When a human opens a "conversation" with a website usually it's for a specific action which is a small burst of data, ie: looking at a few products on Amazon. So as long as you can design your bot's "conversation" with said website in the same way you can totally bypass ML detection (and everything else for that matter).
Basically if you think of ALL of the unique variables that are happening back and forth in that conversation it's a finite list. If you can check off each and every one of those you can get past anti-bot measures no-problemo, it's just a matter of budget/time. ML can HELP to identify bot traffic, but if you're sending perfect headers/traffic/browser metrics/CC numbers/shipping addresses (this list gets long) you're still going to squeak by with an acceptable risk score without a problem. The other thing is going raw-HTTP request often bypasses almost all of that crap, way more than one would think! I will often get "fingerprinted" with a very valid browser, then continue my work after treating their site as an API; ie: talking directly to the backend (or rendered HTML page) and no one else.
The #1 thing I'd say where bot classification works is network reputation... so I use services that allow me to proxy-out to VERY reputable networks that are actually business/residential ISP connections.
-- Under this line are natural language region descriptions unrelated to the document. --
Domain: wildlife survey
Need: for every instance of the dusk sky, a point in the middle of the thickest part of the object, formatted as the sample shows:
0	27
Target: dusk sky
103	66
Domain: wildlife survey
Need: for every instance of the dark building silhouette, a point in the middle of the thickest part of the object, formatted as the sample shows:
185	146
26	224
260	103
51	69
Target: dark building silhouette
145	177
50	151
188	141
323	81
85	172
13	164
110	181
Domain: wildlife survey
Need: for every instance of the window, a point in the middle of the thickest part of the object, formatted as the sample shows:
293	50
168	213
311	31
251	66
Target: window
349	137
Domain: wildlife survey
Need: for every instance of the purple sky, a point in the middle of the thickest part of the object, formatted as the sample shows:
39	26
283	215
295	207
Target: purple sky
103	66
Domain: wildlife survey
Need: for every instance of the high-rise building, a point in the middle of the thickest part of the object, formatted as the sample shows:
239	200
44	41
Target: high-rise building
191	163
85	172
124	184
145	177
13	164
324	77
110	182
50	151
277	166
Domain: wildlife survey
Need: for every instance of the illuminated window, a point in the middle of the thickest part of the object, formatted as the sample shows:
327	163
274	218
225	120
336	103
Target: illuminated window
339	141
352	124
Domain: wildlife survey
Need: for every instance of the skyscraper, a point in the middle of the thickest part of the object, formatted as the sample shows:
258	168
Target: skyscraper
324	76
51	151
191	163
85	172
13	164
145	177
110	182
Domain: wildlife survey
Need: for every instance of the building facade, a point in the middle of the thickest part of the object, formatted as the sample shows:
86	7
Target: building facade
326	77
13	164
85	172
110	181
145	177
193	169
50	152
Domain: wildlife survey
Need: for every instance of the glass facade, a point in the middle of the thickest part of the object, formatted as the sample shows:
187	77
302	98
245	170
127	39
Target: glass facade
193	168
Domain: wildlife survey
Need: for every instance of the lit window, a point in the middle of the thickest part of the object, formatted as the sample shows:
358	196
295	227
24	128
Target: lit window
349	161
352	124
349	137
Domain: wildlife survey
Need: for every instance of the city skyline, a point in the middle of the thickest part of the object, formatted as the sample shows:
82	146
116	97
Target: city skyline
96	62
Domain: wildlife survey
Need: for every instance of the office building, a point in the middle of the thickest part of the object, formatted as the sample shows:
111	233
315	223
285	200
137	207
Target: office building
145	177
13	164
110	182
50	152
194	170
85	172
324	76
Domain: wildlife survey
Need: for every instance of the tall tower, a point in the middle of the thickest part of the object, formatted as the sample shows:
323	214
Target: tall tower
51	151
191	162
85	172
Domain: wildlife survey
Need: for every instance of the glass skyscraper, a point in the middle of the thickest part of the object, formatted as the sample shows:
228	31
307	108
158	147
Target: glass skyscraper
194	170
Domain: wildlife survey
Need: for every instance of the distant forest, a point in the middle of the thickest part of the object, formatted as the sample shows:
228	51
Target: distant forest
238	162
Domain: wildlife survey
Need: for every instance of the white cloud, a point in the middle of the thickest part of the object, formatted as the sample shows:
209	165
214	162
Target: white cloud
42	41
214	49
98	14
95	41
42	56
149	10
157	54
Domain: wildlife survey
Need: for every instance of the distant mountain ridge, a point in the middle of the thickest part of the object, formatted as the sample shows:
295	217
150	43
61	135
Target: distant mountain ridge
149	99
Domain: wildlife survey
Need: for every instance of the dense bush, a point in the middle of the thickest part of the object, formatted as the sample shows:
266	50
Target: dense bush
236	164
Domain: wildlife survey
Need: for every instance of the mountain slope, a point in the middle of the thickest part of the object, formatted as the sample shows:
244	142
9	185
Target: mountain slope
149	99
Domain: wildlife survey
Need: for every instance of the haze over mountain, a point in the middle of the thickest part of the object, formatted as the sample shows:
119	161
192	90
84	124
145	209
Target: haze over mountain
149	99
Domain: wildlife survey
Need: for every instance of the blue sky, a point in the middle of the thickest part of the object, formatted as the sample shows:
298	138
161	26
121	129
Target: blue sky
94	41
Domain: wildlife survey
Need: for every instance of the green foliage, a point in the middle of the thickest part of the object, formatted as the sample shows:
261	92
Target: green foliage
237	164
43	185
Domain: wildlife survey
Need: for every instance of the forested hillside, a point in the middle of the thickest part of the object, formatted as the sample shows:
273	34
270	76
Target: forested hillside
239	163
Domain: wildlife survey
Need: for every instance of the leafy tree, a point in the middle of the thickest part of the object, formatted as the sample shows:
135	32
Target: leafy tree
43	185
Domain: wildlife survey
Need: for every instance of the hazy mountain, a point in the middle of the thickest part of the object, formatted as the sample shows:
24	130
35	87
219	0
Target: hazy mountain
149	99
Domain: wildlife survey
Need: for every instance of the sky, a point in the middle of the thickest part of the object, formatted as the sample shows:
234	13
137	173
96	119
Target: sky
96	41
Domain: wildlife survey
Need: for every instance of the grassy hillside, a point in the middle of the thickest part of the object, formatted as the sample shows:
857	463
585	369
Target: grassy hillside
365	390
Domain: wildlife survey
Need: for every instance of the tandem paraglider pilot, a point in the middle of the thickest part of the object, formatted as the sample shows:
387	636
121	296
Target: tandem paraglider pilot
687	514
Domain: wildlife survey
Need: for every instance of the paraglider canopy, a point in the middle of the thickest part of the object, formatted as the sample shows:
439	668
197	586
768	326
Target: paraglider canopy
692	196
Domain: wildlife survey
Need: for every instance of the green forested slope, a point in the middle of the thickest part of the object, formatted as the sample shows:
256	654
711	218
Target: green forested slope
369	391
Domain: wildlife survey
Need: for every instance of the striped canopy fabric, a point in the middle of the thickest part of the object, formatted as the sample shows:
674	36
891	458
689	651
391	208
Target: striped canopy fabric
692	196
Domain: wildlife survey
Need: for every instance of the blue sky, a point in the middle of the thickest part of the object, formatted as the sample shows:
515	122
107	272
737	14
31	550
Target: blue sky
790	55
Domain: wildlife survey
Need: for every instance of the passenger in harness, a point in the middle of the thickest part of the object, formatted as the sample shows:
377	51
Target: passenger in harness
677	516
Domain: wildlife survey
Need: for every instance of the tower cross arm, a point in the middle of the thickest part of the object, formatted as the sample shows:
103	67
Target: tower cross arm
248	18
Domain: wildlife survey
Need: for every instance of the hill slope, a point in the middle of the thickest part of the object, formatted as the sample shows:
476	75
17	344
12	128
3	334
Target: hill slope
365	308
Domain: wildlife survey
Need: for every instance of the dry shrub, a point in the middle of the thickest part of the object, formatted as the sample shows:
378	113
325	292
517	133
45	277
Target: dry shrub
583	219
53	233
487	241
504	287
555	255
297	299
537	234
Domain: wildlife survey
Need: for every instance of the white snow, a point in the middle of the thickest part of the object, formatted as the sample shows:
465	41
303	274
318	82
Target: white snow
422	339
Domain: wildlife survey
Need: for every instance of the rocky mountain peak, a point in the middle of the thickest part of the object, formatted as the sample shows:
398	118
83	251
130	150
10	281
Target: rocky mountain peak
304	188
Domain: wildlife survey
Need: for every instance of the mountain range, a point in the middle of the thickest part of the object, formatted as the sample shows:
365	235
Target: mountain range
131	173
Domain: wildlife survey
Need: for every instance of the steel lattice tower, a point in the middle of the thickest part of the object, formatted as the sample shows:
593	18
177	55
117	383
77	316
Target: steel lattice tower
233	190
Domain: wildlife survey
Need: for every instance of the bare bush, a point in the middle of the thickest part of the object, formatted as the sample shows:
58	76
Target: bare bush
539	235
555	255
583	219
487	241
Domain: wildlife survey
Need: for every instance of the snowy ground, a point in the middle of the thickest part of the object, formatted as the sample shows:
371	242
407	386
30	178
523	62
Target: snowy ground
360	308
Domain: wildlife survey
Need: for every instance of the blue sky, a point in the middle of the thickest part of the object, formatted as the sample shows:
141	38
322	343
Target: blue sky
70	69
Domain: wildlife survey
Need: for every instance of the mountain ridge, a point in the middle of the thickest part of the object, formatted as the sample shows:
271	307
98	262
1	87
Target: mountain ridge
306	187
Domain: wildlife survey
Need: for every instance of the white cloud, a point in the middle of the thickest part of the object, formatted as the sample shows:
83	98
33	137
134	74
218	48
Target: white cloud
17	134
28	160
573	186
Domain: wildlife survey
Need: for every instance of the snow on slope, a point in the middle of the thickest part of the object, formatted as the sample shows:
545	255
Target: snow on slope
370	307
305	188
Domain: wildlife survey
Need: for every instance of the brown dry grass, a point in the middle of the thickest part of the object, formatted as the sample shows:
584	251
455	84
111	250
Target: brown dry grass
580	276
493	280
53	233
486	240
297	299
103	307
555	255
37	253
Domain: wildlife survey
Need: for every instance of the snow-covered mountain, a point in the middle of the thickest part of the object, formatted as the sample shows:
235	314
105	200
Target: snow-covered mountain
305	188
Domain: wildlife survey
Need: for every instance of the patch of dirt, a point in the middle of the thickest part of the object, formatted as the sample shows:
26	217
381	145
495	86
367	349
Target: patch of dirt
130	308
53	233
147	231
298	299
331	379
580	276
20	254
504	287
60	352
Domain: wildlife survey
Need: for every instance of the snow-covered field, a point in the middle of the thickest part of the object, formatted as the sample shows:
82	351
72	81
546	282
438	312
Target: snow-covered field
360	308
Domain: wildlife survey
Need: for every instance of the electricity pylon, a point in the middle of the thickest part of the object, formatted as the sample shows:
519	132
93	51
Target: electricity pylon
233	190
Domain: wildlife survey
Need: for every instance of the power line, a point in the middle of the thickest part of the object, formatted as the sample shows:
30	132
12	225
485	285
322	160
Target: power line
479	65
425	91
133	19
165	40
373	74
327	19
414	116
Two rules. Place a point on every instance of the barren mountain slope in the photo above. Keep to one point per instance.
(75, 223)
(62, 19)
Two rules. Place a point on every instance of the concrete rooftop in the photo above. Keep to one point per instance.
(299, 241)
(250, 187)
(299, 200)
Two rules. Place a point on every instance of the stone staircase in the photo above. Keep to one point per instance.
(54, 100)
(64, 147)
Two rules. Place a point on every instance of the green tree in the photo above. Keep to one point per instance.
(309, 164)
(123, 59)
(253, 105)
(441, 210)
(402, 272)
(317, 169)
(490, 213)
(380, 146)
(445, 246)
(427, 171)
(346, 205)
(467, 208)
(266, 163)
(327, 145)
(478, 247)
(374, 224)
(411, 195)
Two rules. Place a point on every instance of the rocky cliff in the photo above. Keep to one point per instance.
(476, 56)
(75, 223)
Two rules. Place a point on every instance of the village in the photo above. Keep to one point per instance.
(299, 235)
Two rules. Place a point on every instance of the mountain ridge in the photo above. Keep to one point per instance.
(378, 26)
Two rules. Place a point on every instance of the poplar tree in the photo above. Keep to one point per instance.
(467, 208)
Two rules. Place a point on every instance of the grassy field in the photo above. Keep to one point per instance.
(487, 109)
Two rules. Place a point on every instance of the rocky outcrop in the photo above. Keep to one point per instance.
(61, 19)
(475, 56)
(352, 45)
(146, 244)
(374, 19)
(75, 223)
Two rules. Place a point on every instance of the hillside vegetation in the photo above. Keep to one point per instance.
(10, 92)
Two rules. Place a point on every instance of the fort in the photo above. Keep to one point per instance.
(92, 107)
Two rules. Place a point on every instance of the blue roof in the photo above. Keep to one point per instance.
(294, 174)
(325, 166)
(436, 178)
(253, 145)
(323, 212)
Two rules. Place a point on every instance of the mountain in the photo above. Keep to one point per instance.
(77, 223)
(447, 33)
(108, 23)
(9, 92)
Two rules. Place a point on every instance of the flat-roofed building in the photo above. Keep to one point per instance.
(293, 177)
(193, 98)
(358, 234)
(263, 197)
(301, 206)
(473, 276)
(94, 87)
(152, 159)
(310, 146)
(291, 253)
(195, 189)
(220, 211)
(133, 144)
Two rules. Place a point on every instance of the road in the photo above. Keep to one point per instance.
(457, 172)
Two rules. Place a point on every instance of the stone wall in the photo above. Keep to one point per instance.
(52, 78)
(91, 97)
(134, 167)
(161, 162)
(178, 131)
This lets me get past the majority of countermeasures because if they start blocking those sort of IP addresses/ranges they're going to block real users at some point. Unfortunately, highly reputable proxy services do cost money - but for someone who does this professionally it's all about budgeting etc.
To implement these systems well takes a really keen implementation between your front-end and back-end and most companies (even the big ones) don't have the development sophistication to pull it off. Those that do are just more expensive because you'll be bouncing around between 40 different "origins" with unique browser profiles.
> I will often get "fingerprinted" with a very valid browser, then continue my work after treating their site as an API; ie: talking directly to the backend (or rendered HTML page) and no one else.
This seems like just the kind of behavior that an ML approach could easily identify. Even just feeding a trained model your basic request log data would show you as quite a different kind of user: you're not fetching images, javascript, etc and would have a substantially different traffic profile. Obviously you could get around that by scripting a browser, but that just kicks the can down the road: a scripted browser will still likely behave in some measurable way different than a human-driven browser, and the specifics of those differences are unlikely to be found by intuition but rather by ML which can hone in on things we wouldn't think of. For example, the time spent in certain pages/activities, or the position of the cursor on links being clicked (when you tell a headless browser to click a link, do the mouse coordinates in the click event look normal or are they at the upper left coordinate of the link's position?) etc. The more data you feed such an approach the more details it can use to find anomalies that differentiate humans from bots.
Totally agree but the thing is it's a TON of sophistication to pull that off and block proactively to the point that I'd say the only people who employ methods like that are Amazon (that I've encountered). Typically when you do that you will spoof a crawler and it gets you by just fine.
I guess I should have said "adapt" or "inspired by" or "riffing on" or something to indicate to the literal-minded that I was merely copying Sinclair's phraseology, rather than his meaning.
I thought "paraphrase" was sufficient, but I appear to have misjudged.
Even if it's a "global rate limit" I'll find out the value (never ran into someone randomizing it) and jump on the web request faster than anyone else RIGHT as it comes up.
With CAPTCHAs I'll bypass with a solving service and/or computer vision if it's easy, or even just get past the noCAPTCHA solutions with primed browser instances from credible networks.
But don't kid yourself - that would not solve botting at all.